The State of the Union speech has since been used by Selmayr as a sort of battering ram for the Commission to press forward on any of the long list of policy goals that Juncker laid out.
Piotr Serafin, in 2012 in Brussels, when he was Polish Secretary of State at the Ministry of Foreign Affairs | Olivier Hoslet/EPA
The slew of Commission proposals aiming to revamp the eurozone’s overall economic and monetary system unveiled on Wednesday was a classic example.
Under the plans, the eurozone’s bailout arm would become a European Monetary Fund and there would be a eurozone economy and finance minister who would simultaneously serve as a Commission vice president and chair the Eurogroup of eurozone finance ministers.

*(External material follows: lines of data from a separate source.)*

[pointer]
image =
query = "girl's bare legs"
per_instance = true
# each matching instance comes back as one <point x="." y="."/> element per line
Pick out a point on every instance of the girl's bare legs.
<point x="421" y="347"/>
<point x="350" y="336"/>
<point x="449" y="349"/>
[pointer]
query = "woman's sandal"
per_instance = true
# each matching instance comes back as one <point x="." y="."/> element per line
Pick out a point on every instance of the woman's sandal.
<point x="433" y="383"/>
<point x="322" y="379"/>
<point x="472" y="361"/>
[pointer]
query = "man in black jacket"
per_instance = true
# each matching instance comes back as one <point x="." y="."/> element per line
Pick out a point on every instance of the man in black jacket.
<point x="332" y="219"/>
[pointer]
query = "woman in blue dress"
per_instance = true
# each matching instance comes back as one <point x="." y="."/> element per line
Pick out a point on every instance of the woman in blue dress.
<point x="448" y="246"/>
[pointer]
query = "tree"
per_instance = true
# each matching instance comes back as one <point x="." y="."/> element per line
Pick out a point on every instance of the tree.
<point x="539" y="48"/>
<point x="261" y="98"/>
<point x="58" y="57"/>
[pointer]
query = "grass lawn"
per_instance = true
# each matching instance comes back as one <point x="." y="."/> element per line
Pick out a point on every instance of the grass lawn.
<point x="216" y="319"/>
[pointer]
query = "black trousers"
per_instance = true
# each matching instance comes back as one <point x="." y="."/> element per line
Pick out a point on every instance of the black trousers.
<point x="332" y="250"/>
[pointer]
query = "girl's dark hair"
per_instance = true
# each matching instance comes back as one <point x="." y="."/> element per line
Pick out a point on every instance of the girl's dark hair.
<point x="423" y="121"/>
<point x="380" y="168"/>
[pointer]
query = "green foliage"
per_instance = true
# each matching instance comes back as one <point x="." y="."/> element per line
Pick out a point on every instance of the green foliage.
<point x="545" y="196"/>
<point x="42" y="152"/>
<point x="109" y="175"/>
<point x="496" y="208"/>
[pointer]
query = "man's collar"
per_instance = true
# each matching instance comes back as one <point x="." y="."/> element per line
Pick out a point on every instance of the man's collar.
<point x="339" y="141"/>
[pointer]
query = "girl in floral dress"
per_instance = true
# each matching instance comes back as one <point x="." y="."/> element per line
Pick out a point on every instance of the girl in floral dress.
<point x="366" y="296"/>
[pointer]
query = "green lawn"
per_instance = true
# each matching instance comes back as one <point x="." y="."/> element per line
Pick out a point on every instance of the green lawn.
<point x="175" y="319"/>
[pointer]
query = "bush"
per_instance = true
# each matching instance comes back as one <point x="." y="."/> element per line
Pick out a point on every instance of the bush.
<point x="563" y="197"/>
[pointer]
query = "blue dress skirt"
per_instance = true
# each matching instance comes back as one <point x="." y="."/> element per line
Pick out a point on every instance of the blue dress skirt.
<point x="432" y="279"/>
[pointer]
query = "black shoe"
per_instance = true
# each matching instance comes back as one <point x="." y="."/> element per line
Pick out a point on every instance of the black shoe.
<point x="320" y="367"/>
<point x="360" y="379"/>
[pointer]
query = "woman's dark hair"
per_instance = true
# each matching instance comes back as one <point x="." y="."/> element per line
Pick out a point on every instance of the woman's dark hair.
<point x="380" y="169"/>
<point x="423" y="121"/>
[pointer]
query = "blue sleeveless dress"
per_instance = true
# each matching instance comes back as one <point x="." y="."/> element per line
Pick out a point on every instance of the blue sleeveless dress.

The Commission pushed forward despite clear signals that eurozone leaders did not have the appetite for drastic action. In a statement on the package Wednesday, Juncker showed no sign of apprehension. “After years of crises, it’s now time to take Europe’s future into our own hands,” he said.
What he meant was: it’s time to take Europe’s future into my hands. And the Council was not about to let that happen. Maneuvering to get ahead of the Commission’s formal announcement, the Council released a draft document prepared by Tusk in advance of a eurozone leaders’ summit, in which he made a case for a much narrower set of goals.